Tetapi lagi-lagi aku tak peduli, aku terus melanjutkan perjalananku sembari berteriak-teriak meminta bantuan, walau tak satupun menerima sautan.
Dan di hari yang ke dua ini tubuhku benar-benar terasa letih, apalagi sempat diguyur hujan hingga semua baju dan celanaku basah, perutpun sudah jarang terisi.
Yaa sore ini menjelang maghrib, aku mulai tak sadarkan diri, tubuhku ambruk ke semak belukar di tepi sungai kecil. Aku merasa dingin teramat dingin, aku merasa lemah teramat lemah, hingga tubuhku menggigil tak karuan, yaa sore itu aku mulai pingsan tak sadarkan diri.
*****
Dan akhirnya pagi kembali menjelang, panas surya mampu menghangatkan tubuhku yang mulai kelelahan.
Pagi ini hari ketiga sejak aku meninggalkan Rohman, dan perjalanan ku mencari bantuan pun harus dilanjutkan.
Namun ada yang beda di pagi ini, entah kenapa pagi ini tubuhku terasa lebih ringan, melangkahpun terasa terbang melayang, padahal dihari sebelumnya untuk melangkahkan kaki satu langkah pun terasa berat. Tapi saat ini aku terasa tanpa beban.
"Aahh mungkin saja tubuhku sudah beradaptasi dengan suasana di hutan ini..." gumam hatiku lirih.

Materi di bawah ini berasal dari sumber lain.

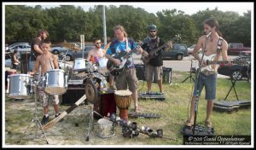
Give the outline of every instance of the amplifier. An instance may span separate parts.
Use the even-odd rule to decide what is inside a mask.
[[[138,80],[145,81],[145,65],[144,64],[135,64],[136,75]]]
[[[67,92],[62,95],[62,105],[73,105],[85,94],[84,88],[68,87]]]
[[[153,82],[156,83],[156,78],[153,75]],[[163,66],[163,84],[172,83],[172,68]]]
[[[79,85],[79,84],[83,84],[83,79],[81,80],[68,80],[67,81],[67,84],[75,84],[75,85]]]

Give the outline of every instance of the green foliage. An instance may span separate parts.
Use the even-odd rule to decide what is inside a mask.
[[[219,22],[219,31],[228,43],[239,42],[246,46],[251,45],[251,11],[240,16],[236,12],[223,12],[207,9],[192,15],[174,9],[161,10],[150,14],[142,8],[130,5],[105,8],[107,36],[113,37],[113,27],[122,25],[128,37],[135,40],[143,39],[148,34],[148,26],[153,23],[158,26],[159,35],[169,40],[174,35],[181,34],[179,43],[190,44],[197,42],[203,34],[203,21],[215,18]],[[49,31],[49,39],[53,43],[80,41],[84,34],[85,41],[93,38],[103,38],[102,5],[96,5],[89,11],[81,7],[61,5],[51,9],[42,6],[28,7],[25,5],[5,6],[5,41],[31,42],[38,29]]]

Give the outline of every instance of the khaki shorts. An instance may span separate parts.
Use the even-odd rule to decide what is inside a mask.
[[[44,91],[38,91],[39,100],[43,107],[49,105],[49,101],[51,100],[53,105],[59,104],[59,95],[48,95]]]
[[[132,93],[137,90],[138,82],[135,68],[126,69],[123,74],[115,77],[115,86],[118,90],[127,89],[127,84]]]
[[[153,80],[153,74],[156,80],[160,80],[163,78],[163,67],[162,66],[153,66],[149,64],[145,65],[145,78],[147,81]]]

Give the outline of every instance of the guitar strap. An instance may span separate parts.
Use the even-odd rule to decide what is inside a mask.
[[[223,38],[222,38],[222,37],[219,37],[218,41],[217,50],[218,50],[218,49],[221,50],[222,42],[223,42]]]
[[[157,37],[156,38],[157,38],[157,41],[156,41],[156,46],[157,46],[157,47],[159,47],[160,38],[159,38],[159,37]]]

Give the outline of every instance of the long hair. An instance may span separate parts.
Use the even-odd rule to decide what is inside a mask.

Aku kembali meneruskan perjalanan mencari bantuan, seperti hari-hari sebelumnya, aku terus berjalan menuruni lereng sembari berteriak-teriak meminta pertolongan. Namun lagi-lagi teriakanku tak membuahkan hasil.
Hari begitu cepat berlalu, tapi entah kenapa aku merasa masih terus berkutat-kutat di tempa yang sama. Aku merasa terjebak dalam angkernya hutan misterius ini.
Rasanya tak mungkin perjalananku selama berhari-hari tak menemukan jalan pulang, tak sedikitpun bertemu jalur memuju pemukiman, aku juga tak menemukan tanda-tanda team SAR sedang mencariku, padahal seharusnya mereka sudah sibuk menyisir hutan ini.
Aku mulai sadar bahwa ada yang aneh dalam perjalananku ini, kali ini aku meyakini bahwa aku telah tersesat dalam hutan misterius di alam yang berbeda.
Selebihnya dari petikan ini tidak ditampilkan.